Okay, so it might seem a bit ridiculous to do an hourly report, but all to make the point: it’s time to revisit two months back, when I was fully immersed in a writing residency at St. Benedict’s Monastery in Minnesota. All summer long prior to leaving for this opportunity, as I pried apart bickering siblings and worked overtime to keep the high drama of our bunch at a reasonable level, I dreamed of the moment I would step out of that world to hang out with the nuns and write/revise for a solid week. The thought allowed me to live through the summertime blues without feeling too daunted. And when the day of departure/arrival did come, I surprised myself somewhat by turning into a hermit, working furiously into the late hours and coming up for air only for meals and bi-daily prayer time. Eventually, a larger dose of air would be required, and I would walk the grounds with one of the other scholars or sit on the bench near the goldfish pond just beyond the chapel.

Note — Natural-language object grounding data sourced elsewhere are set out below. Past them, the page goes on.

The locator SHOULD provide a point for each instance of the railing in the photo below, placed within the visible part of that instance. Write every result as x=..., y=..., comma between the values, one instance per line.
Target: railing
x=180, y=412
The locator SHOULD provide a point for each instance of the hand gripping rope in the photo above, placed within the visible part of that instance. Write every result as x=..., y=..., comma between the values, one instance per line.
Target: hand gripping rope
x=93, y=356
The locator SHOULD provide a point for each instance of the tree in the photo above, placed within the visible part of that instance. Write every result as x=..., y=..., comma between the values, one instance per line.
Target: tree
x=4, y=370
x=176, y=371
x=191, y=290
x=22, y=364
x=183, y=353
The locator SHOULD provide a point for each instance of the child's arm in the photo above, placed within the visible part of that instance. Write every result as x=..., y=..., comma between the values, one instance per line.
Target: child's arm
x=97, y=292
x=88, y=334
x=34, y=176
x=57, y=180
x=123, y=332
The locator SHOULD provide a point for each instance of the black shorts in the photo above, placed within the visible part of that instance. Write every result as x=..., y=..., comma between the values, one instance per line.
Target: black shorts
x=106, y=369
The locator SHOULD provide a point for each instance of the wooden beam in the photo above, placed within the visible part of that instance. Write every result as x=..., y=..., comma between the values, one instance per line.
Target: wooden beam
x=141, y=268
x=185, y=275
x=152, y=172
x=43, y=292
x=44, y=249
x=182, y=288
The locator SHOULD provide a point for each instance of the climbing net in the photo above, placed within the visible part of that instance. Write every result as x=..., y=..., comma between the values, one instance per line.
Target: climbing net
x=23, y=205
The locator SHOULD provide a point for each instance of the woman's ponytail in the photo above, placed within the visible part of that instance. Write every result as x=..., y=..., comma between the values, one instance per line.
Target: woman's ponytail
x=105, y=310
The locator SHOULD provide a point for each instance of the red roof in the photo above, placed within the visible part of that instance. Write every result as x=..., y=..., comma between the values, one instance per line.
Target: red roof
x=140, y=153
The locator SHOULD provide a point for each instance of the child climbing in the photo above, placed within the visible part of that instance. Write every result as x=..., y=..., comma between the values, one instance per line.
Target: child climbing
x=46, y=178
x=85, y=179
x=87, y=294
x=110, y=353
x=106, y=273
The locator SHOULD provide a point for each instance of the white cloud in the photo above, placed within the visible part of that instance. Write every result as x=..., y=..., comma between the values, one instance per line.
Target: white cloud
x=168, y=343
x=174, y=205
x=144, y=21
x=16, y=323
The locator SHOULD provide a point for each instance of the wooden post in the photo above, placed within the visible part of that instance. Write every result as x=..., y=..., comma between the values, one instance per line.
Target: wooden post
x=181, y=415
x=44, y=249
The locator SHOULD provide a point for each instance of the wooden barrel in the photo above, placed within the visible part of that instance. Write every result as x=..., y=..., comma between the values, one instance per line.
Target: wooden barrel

I would look around at all the flowers, listen to the quiet, watch squirrels scampering about, feel the air caressing my face and take in the shimmer of the early-evening sunlight on nearby trees, completely in awe and at rest.
Now, with fall in full swing and my brief utopian interlude vanished, I need those visuals again to remember what it’s like when life comes to a standstill and everything seems possible and pleasant. It might not be realistic to believe one could live this kind of serene life day in and day out, but it’s an image I gladly will draw upon and recall as often as necessary to remind myself that, indeed, peace will come again.